While this vision of the health worker hero does capture the undoubtable importance and value of health workers worldwide, it also conveys an idea that health workers are—or should be—invincible, able to cope with all that comes their way.

In a 2015 survey of aid workers on the Guardian-run Global Development Professionals Network, 79% of staff stated they had experienced mental health issues as a result of their job. One respondent said:

“There is a culture where asking for conditions that benefit your own personal well-being (and mental health!) means you are not a ‘true’ humanitarian.”

It's time to adopt policies to support health workers in crisis situations and help them manage stress.

The burden of mental illness is underestimated in the population and sadly still carries stigma that leads to more “respectable” diagnoses of physical disorders in place of mental illness. A 2016 Lancet Psychiatry article estimated that mental illness accounts for 32.4% of years lived with disability, while previous estimates had been 21.2%—considerably lower. Stress and anxiety disorders are not serious mental illnesses in the same way as, say, bipolar disease, but they are real, can affect physical health and mental functioning as well as social interaction, and are probably underreported.

And if we cannot own up to stress and anxiety, it is little wonder that more serious mental health illness is so often hidden in communities and families.

In a recent commentary published in Global Health: Science and Practice, a small team of us explored issues of importance for the mental well-being of health professionals working in complex health emergency situations, such as with refugees or in situations of conflict.

We conclude that with the rising incidence of global complex emergencies and humanitarian crises, health professionals have become increasingly exposed to stress and trauma for protracted periods.

One week after our paper was published, the WHO announced a new, interactive database to track possible, probable, and confirmed attacks on health workers in real time. While it is commendable that those at the highest levels realize that health workers face daily risks in some of the toughest places, the ability to track the extent of violence and risk does nothing to help health workers who actually live through and with such situations.

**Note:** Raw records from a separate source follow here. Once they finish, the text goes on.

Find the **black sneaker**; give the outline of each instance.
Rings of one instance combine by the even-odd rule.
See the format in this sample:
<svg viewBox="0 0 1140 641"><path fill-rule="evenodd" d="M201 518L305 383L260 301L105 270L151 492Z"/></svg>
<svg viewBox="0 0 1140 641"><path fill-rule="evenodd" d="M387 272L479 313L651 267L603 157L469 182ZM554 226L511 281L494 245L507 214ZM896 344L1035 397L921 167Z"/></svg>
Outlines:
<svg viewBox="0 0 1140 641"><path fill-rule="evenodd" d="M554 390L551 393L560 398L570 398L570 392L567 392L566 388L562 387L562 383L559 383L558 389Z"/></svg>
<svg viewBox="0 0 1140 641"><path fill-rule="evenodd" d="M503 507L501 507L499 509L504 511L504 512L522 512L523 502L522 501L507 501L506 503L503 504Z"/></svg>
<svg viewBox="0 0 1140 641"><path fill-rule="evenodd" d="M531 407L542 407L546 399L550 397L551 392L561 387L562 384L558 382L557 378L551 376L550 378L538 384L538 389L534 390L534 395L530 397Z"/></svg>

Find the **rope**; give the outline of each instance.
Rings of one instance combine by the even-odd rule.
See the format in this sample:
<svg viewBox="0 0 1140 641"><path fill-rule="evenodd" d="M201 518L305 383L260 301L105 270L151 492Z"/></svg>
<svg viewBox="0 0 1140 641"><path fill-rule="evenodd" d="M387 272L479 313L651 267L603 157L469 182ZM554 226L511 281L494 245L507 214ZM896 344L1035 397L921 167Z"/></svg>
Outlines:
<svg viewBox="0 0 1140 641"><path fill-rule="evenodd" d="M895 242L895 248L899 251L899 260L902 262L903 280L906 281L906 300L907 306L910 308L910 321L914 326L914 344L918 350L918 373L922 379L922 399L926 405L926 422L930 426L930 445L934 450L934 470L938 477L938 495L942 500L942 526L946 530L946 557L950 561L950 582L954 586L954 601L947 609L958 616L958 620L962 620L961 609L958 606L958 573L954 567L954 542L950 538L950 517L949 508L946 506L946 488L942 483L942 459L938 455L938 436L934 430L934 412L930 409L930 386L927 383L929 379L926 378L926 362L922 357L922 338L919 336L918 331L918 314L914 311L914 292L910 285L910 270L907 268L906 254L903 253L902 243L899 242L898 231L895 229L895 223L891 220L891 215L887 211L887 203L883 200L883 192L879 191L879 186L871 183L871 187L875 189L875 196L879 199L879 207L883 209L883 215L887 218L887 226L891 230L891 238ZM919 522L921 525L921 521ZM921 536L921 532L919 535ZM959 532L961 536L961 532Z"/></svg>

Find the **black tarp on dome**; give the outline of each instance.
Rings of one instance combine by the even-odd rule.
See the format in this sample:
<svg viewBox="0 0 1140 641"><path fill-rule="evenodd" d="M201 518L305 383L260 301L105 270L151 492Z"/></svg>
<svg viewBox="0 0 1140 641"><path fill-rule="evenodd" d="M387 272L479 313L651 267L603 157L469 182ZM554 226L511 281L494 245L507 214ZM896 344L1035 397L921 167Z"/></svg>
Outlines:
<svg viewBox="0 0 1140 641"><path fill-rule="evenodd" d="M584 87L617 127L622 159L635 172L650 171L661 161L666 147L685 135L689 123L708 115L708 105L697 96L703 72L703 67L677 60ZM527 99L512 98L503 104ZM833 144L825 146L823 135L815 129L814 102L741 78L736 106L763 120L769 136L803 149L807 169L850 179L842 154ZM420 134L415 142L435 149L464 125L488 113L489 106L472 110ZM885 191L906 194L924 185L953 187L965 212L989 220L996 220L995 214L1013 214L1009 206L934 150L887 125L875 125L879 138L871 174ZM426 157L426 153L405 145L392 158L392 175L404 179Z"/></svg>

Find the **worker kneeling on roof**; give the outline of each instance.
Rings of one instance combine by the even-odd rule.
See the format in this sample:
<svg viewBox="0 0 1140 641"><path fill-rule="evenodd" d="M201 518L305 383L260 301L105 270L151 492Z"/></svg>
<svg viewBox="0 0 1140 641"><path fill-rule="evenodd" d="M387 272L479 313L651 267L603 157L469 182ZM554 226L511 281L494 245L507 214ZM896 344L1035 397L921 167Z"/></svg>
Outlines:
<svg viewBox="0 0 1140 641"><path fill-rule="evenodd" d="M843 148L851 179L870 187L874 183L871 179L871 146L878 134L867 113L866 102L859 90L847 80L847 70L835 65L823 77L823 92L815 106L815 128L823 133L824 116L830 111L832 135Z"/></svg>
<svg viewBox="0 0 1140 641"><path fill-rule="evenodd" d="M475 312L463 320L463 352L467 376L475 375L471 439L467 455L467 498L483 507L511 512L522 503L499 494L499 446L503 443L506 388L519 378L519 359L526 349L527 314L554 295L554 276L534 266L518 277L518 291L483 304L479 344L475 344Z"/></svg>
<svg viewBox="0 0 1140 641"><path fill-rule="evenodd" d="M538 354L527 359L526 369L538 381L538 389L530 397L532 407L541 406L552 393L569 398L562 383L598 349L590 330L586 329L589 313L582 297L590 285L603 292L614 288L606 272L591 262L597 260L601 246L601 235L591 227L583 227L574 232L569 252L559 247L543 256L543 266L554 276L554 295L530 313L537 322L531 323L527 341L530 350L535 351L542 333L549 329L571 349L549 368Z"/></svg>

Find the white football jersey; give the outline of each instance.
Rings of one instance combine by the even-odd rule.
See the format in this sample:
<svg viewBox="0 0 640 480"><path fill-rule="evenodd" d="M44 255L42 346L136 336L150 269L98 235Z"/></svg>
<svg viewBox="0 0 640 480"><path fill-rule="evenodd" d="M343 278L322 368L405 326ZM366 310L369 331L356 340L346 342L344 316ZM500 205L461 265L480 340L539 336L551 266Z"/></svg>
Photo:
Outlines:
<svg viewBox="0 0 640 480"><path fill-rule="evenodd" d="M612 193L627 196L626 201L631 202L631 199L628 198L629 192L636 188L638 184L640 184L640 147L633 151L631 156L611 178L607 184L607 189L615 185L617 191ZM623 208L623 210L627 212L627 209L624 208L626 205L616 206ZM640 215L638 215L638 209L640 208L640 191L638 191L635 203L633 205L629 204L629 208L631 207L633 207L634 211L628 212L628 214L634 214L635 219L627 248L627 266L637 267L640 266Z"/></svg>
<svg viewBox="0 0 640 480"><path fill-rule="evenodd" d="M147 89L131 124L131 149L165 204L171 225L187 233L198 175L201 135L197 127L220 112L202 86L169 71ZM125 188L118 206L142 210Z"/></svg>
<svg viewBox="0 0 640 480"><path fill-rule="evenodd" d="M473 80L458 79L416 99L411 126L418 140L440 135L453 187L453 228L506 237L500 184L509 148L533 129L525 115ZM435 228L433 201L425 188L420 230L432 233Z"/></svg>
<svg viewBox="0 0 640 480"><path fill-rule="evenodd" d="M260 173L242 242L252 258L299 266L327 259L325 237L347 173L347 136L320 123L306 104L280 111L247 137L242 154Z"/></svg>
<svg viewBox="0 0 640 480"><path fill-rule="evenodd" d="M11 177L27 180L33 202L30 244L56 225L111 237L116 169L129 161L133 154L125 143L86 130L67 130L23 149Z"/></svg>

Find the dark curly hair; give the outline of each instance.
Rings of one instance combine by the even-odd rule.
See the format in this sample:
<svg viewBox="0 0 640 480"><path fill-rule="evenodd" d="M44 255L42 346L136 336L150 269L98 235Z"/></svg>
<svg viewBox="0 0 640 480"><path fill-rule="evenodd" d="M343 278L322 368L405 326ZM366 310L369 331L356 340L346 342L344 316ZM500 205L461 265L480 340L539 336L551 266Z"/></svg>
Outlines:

We suggest that it is time for organizations to adopt policies and practices to support health workers during and after crisis situations and help them to manage stress.

Some organizations have policies in place similar to those identified by the Anteres Foundation, which include screening and assessment, preparation and training prior to deployment, and ongoing monitoring and support, especially during a crisis, at the end of an assignment, and post-assignment.

But according to surveys we found, only roughly half of aid organizations use such principles.

There are many proven strategies that could help humanitarian aid workers, including health workers, to cope better with the stress they experience related to their work. In our commentary we describe some of them. What seems to be missing is the willingness of organizations to give priority to mental well-being, as well as all of us being willing to ask for the help we need to remain in good mental health.

Don’t be a hero—we all need to lean on someone sometimes.